Yes, but imperfectly. More than 20 mil­lion people have gained coverage since ObamaCare was passed in 2010, including many with pre-existing conditions. But the trade-offs involved made the law politically toxic. Many Americans rejected the "individual mandate" as unwarranted government intrusion, and paid a fine instead of complying. Adding to the law's unpopularity, premiums for individual plans spiked during the first few years of the program, after many of the new enrollees turned out to be sicker than expected. Republicans made repealing ObamaCare a centerpiece of their political message, ultimately taking Congress and the White House. During the 2016 presidential campaign, candidate Donald Trump vowed to "terminate ObamaCare." Nevertheless, he also promised to keep protections for pre-existing conditions without explaining how it would be done. "It's a modern age,'' he said. "I think we have to have it.''

What have Republicans actually done?

The Trump administration and Republicans in Congress have succeeded in rolling back parts of ObamaCare, with the 2017 tax cut bill eliminating the individual mandate. But GOP leaders have struggled to come up with a politically viable replacement for the system set up by the ACA. House Republicans narrowly passed a plan in 2017 that would have still required insurance companies to cover people with pre-existing conditions while allowing them to charge much higher premiums. The bill died in the Senate without a vote, with polls showing only 17 percent approval for the bill. The Senate also narrowly voted down a last-ditch "skinny repeal" bill that supposedly would have protected pre-existing conditions even while killing off the law that guarantees they are covered.
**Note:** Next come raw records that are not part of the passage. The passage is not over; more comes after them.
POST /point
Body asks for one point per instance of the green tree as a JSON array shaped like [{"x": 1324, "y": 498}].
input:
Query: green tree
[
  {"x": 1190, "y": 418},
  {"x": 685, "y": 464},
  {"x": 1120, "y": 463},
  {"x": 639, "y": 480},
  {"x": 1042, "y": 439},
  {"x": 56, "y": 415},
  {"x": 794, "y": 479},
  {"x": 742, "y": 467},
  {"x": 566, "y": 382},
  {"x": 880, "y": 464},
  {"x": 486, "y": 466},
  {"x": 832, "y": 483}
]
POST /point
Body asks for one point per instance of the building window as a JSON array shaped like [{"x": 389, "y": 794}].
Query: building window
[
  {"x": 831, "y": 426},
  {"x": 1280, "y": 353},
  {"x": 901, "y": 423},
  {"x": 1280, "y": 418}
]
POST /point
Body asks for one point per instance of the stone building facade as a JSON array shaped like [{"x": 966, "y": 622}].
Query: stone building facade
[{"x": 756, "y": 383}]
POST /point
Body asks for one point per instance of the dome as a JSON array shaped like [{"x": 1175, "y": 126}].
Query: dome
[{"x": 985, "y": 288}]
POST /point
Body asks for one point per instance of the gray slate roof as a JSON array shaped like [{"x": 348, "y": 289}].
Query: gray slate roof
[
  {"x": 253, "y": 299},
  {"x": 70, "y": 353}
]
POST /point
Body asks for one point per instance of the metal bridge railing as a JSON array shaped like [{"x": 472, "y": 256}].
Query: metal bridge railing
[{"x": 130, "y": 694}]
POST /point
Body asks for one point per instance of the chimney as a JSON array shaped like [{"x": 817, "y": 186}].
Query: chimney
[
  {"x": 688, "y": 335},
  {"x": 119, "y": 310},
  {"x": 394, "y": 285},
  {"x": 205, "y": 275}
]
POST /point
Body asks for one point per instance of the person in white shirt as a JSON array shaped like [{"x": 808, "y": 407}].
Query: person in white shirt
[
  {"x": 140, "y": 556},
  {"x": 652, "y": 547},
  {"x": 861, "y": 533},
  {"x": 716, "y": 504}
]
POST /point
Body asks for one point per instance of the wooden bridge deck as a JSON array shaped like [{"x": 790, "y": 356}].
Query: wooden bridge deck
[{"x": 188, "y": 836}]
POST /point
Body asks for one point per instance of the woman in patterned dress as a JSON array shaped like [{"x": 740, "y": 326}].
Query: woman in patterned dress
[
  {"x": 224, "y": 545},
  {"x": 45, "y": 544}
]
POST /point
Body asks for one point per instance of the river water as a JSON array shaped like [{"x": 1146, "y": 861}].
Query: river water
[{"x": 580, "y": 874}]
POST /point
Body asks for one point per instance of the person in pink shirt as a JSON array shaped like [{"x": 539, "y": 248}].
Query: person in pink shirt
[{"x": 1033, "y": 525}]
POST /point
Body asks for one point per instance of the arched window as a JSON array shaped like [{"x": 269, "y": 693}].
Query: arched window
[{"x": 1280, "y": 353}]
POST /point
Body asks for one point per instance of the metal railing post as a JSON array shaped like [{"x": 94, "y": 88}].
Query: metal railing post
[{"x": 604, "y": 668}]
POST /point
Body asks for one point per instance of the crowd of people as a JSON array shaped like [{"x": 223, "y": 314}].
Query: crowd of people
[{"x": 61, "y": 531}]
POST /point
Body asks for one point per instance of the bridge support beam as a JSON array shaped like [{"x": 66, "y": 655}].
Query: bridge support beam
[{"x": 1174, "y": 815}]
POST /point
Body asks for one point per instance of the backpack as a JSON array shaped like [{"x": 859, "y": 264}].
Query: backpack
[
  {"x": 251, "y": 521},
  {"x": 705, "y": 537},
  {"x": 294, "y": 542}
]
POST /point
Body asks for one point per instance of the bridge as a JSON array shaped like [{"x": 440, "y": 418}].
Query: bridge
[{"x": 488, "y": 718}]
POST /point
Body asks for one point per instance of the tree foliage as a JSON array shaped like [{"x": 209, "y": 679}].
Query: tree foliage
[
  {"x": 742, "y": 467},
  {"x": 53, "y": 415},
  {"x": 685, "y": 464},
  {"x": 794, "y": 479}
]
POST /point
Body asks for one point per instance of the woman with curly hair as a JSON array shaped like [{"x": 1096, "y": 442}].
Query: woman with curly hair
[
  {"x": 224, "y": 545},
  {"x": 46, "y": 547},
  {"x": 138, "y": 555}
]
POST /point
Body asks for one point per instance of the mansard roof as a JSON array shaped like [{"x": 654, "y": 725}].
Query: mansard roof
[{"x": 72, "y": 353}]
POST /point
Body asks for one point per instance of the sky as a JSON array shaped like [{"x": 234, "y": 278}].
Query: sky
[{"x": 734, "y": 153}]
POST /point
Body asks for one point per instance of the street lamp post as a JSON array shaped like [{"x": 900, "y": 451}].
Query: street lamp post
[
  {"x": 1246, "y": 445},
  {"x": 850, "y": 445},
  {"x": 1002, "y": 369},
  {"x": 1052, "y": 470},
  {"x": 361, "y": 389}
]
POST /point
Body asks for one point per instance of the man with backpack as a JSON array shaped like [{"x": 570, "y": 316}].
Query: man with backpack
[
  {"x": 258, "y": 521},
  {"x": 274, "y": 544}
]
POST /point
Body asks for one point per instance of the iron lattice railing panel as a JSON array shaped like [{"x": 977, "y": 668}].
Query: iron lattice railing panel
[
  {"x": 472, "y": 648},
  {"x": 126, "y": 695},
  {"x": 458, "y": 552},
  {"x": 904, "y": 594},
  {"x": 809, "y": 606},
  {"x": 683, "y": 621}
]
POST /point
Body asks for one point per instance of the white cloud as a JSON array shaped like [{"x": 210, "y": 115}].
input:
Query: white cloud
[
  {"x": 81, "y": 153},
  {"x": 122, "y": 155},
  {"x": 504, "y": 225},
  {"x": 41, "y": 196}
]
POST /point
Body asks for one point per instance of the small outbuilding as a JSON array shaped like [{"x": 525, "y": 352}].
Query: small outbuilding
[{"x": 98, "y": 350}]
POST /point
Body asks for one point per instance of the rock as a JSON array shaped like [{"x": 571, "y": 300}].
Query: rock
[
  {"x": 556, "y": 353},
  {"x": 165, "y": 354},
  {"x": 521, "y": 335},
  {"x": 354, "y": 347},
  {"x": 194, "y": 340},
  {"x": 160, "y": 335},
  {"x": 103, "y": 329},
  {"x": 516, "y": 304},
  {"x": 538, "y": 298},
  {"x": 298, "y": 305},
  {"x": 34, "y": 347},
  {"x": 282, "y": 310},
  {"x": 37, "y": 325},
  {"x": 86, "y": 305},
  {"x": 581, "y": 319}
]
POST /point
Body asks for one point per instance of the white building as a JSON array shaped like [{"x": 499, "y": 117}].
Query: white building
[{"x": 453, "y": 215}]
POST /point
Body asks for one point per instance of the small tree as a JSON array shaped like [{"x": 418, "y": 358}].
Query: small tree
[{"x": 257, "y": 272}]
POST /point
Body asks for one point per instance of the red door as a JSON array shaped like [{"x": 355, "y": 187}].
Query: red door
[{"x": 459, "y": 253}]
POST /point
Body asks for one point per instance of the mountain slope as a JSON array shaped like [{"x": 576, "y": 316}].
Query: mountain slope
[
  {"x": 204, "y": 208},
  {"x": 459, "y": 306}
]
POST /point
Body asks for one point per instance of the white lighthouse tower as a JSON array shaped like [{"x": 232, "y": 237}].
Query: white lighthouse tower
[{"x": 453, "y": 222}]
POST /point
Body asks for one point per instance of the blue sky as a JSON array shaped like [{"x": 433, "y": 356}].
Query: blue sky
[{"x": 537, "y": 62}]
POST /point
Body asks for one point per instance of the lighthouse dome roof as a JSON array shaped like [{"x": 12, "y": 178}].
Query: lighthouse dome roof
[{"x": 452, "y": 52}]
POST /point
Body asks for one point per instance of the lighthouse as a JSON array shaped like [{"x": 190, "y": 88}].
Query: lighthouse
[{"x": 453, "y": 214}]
Are those protections now safe?

Not really. The White House has issued new rules allowing consumers to buy cheaper, "bare bones" plans that can deny coverage to sick patients, which undermines the ACA. Twenty ­Republican-­controlled states have also sued in federal court, arguing that all of Obama­Care's requirements are unconstitutional without the individual mandate. The Trump administration has given its support to that lawsuit, rather than defending the ACA. If the lawsuit succeeds, the ACA — and the protection of pre­existing conditions — is dead. In the midterm elections, Democrats campaigned heavily on protecting the ACA, with health care consistently ranking as the No. 1 issue for voters. In response, many Repub­li­cans who adamantly opposed Obama­Care were forced to promise they'd protect pre-existing conditions. "Before the passage of the Afford­able Care Act, Amer­i­cans broadly embraced a national obligation to insure the elderly, the poor, and the disabled," said Dr. David Blu­men­thal, president of the Com­mon­wealth Fund. "We've now added the sick to this list. If the past is prelude, there will be no retreating from this commitment."

Congress' next move

House Democrats plan to use their new majority to push legislation protecting pre-existing conditions as soon as the new Congress comes into session in January. Rep. Richard E. Neal of Massachusetts, the incoming House Ways and Means Committee chairman, said he envisions a bill that would affirm ObamaCare's commitments. Another Democratic bill being circulated would reverse the Trump administration's decision allowing bare-bones insurance plans. It's unclear if any of these schemes would find support in the Republican-controlled Senate, but Democrats hope to keep pressing their political advantage by forcing House GOP members who campaigned on protecting pre-existing conditions to vote on it. "After [Republicans] saw how badly their position was polling on it, they said they were for it," Neal told The Washington Post. "Let's establish the principle, embrace it, and move on."